It’s been a shit week. I’ve spent every day on a fairly massive emotional roller coaster. If you visit my FB page you can see how it played out – most of my posts are public.
I’m feeling a lot of things – fear, concern, devastation, as well as hope. I worry for the futures of my LGBT, Latino, female, and black friends and family members. I fear that I’m not doing enough for them and that I won’t have the resources to make a real difference. I fear that, though most have elected our current president in spite of his words and behaviors, that to our children, our actions will speak louder than our words.
I don’t worry so much for myself. I have my basic needs covered, my family is financially stable, and I’m in a relatively safe city without many minorities. I am paid at an equal level to my male peers. There are many who are not so lucky. My fears and concerns have little to do with my own everyday life.
I also fear that I have spent too much time telling white men they are the problem rather than telling them they are the solution. I’m terrified that I’ve cut them off at the knees when I could’ve simply turned them the opposite direction and handed them the sword. I’m also hopeful that now that they experience something similar to what women, POC, and gays experience, they will start to understand why we yell so loud, hold protests, and sometimes lash out.
I’m hopeful towards the future as well. I’m hopeful that we really will see the heart of government corruption crash, and I’m hopeful that people who voted in all directions will be active in making sure that that doesn’t happen at the sacrifice of our progress against racism, sexism, and homophobia. I’m hopeful that our president had heard us and that he is sincere in his effort to unify us.
I’m hopeful that white people like me will now step up to the plate and do for our minority peers what they cannot accomplish because they are too wrapped up fighting for a seat at the table. I’m hopeful that many people who were once complacent about the state of equality in our nation will now stand up and start talking and start acting.
Thought it’s disheartening, I’m glad that our blind optimism that racism and sexism are a thing of the past has been shattered as we’ve seen the heart of those who hold these misguided ideals blown wide open. We know they are out there now (no, I am most definitely not referring to Trump supporters as a group, I am referring to those who have re-adopted offensive terms and committed acts of anger and violence against minorities since his campaign began).
I am hopeful that we all realize that the only way to solve all of our problems – no matter our color or gender – is to rid our country of racism, sexism, xenophobia, and homophobia. And now that we are experiencing the horror of the backlash against all of these things, and now that we realize that that backlash hurts us all, we will come together to solve them rather than fighting and accusing in a way that only increases the divide.
I don’t know what I’m going to do to personally contribute to solving these problems yet. I’m going to change the way I talk about them, for starters. I’m going to learn more about what the real root of them is, and see if I can pinpoint what’s working and what isn’t. Since I started reading The New Jim Crow earlier this year (I highly recommend this book, especially now), I’ve had plans to work some of these themes into Stripped: Bloody Heels (the sequel to Stripped: Muddy Heels) and the as-yet unnamed third book of the trilogy. I have plans to write a book where a man walks through life from the perspective of a woman. And maybe follow it up with one that details the reverse.

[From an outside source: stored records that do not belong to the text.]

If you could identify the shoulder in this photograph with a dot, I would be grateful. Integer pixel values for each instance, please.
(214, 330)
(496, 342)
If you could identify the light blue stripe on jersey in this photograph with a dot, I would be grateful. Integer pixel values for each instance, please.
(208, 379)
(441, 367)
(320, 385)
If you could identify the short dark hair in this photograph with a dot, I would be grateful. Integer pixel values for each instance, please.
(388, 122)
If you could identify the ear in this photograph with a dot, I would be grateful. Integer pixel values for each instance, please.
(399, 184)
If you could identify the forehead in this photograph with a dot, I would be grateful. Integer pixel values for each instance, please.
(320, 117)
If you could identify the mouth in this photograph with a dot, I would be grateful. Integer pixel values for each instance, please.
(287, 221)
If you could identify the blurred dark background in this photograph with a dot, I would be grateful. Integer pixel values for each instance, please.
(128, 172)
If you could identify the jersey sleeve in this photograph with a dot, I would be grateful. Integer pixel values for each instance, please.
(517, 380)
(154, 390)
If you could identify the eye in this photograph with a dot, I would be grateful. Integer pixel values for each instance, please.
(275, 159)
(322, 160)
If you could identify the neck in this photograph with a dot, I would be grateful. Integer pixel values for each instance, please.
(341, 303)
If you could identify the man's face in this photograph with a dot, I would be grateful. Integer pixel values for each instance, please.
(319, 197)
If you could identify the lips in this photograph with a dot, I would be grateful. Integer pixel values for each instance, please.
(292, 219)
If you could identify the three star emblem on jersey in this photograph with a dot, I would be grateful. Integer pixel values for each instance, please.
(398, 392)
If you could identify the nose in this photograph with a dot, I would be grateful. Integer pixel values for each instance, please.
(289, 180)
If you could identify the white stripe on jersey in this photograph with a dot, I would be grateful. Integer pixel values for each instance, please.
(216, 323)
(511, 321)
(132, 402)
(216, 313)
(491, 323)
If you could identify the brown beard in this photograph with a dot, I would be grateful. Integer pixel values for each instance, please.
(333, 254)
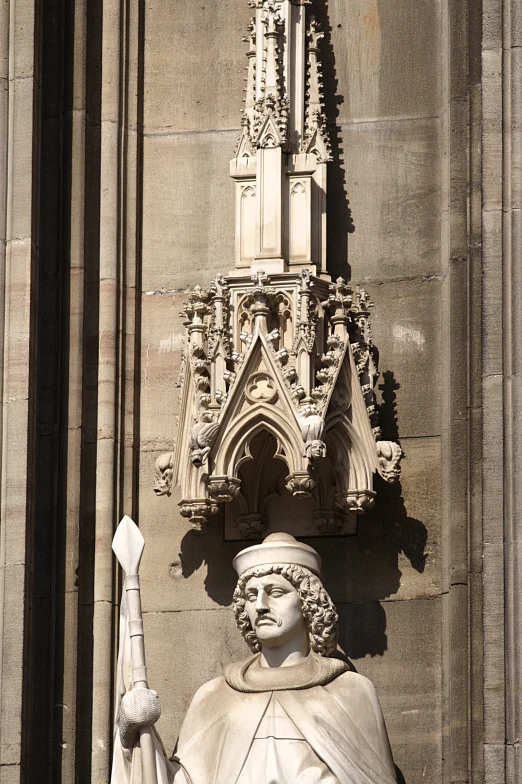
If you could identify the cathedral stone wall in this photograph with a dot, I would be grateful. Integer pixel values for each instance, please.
(117, 124)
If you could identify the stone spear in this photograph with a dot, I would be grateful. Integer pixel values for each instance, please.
(128, 544)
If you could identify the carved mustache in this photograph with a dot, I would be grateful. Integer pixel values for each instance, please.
(268, 616)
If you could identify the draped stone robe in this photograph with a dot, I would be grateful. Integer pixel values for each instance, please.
(335, 711)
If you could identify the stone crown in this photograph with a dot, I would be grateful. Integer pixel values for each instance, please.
(278, 548)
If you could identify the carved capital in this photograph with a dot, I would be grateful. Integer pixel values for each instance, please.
(357, 501)
(251, 526)
(198, 512)
(301, 484)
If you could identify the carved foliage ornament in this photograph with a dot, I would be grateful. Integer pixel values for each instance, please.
(283, 360)
(320, 390)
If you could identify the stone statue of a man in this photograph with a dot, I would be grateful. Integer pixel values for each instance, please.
(289, 714)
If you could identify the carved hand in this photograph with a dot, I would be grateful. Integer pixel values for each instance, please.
(138, 708)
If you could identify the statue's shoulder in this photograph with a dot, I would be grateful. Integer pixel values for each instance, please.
(354, 681)
(355, 689)
(209, 690)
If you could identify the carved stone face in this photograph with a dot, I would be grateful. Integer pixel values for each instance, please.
(317, 450)
(274, 610)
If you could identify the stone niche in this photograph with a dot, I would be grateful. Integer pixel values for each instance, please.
(264, 505)
(278, 415)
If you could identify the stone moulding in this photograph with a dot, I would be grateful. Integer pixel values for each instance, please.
(279, 367)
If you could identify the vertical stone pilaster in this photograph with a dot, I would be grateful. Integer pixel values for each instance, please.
(18, 257)
(120, 237)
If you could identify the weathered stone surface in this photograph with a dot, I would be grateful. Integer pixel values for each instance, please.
(162, 331)
(207, 639)
(379, 638)
(194, 65)
(390, 174)
(386, 58)
(396, 553)
(406, 330)
(188, 222)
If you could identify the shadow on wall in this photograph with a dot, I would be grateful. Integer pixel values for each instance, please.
(340, 221)
(360, 571)
(363, 571)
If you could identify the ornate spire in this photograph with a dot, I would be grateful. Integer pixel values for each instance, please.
(279, 364)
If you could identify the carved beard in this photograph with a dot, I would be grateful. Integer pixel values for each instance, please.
(269, 616)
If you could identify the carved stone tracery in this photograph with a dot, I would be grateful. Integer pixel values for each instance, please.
(276, 354)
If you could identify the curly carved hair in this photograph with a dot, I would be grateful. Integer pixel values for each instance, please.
(318, 609)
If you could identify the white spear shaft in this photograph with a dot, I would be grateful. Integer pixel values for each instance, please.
(128, 544)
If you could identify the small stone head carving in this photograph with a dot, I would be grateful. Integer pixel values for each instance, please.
(317, 607)
(315, 450)
(201, 440)
(164, 474)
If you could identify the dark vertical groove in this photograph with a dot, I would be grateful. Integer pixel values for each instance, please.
(89, 393)
(43, 616)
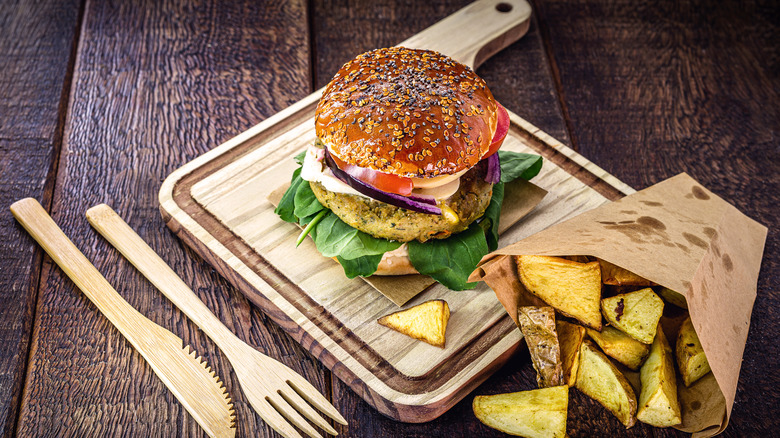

But writing isn’t enough. I need to be involved, I just don’t know how yet. I need to contribute rather than expecting everyone else to carry the banner. I need to make sure everyone else understands that understanding doesn’t necessarily mean giving others what they want, it’s simply a pathway to figuring out what the heart of the problem is and solving for that. I need to set some very clear boundaries if I’m going to try activism at all.
It’s going to be a tough and painful four years. But it will be worth it as long as we make progress.